Tuberculosis in Africa
According to the World Health Organization (WHO), Africa has reacted too slowly to tuberculosis, an infectious disease that kills thousands of people with HIV and AIDS on the continent every year. African leaders and the United Nations health body declared a tuberculosis emergency in 2005 and the WHO has since launched a $56 billion global plan to halve tuberculosis prevalence and death rates. Worldwide, about 1.7 million people died from tuberculosis and 9 million people caught the disease in 2004. Africa's current crisis is linked to co-infection with HIV/AIDS and weak health systems.
China, Eastern Europe
Dangerous tuberculosis strains are thriving in China and the former Soviet Union, with up to 20 percent of infections in badly hit Azerbaijan resisting standard treatment. In high-income countries, only 1 percent of tuberculosis infections cannot be treated with two or more front-line drugs. However, in Eastern Europe, 20 percent of tuberculosis infections are multi-drug resistant, with especially high rates in former Soviet Azerbaijan, Moldova, Estonia and Latvia.
Drug Treatment for
Tuberculosis infections resistant to both the first- and second-line antibiotics used against tuberculosis is increasing around the planet. The CDC and WHO surveyed a network of 25 tuberculosis laboratories on six continents from 2000 to 2004 and found that one in 50 TB cases around the world is resistant not only to the usual first-choice TB treatments, but also to many medications that represent the second line of defense. The survey looked at 17,690 tuberculosis cases that were analyzed for drug susceptibility. Of those, 20 percent were multidrug-resistant and 2 percent were extensively drug-resistant. The problem was worst in Latvia, where public health care deteriorated after the Soviet Union collapsed. Doctors believe tuberculosis develops resistance to drugs because some patients fail to complete a full course of medication.

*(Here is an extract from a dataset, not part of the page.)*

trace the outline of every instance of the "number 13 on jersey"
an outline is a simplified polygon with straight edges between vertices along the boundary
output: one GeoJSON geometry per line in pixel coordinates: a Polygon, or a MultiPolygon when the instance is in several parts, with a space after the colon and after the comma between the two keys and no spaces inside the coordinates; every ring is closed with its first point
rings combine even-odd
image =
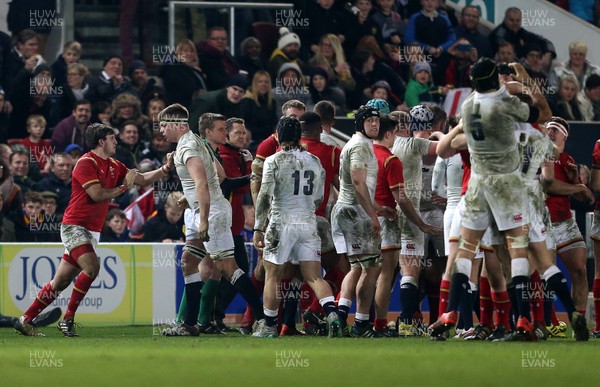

While rates of fluoroquinolone resistance in Mycobacterium tuberculosis are generally low, patients who do have tuberculosis (TB) are more likely to have a resistant strain if they've been treated in the past with fluoroquinolones. August 15th 2009 American Journal of Respiratory and Critical Care Medicine.
Q. Do you think herbs and spices such as garlic and oregano can help someone with tuberculosis?
A. Although the herbs and spices you mention have antibacterial activity, I have not seen any studies involving tuberculosis to know whether taking garlic or oregano supplements can help people who have tuberculosis.
What would be a good supplement for a young
adult person who has been diagnosed with pulmonary tuberculosis and
currently taking anti-biotics for it. She is oversees. What would be a
good supplement to protect her kids from contracting the same disease?
Generally if it is not a supplement specifically made for kids, what
should be the dosage?
Little clinical research is available regarding the role of natural supplements in the treatment or prevention of tuberculosis.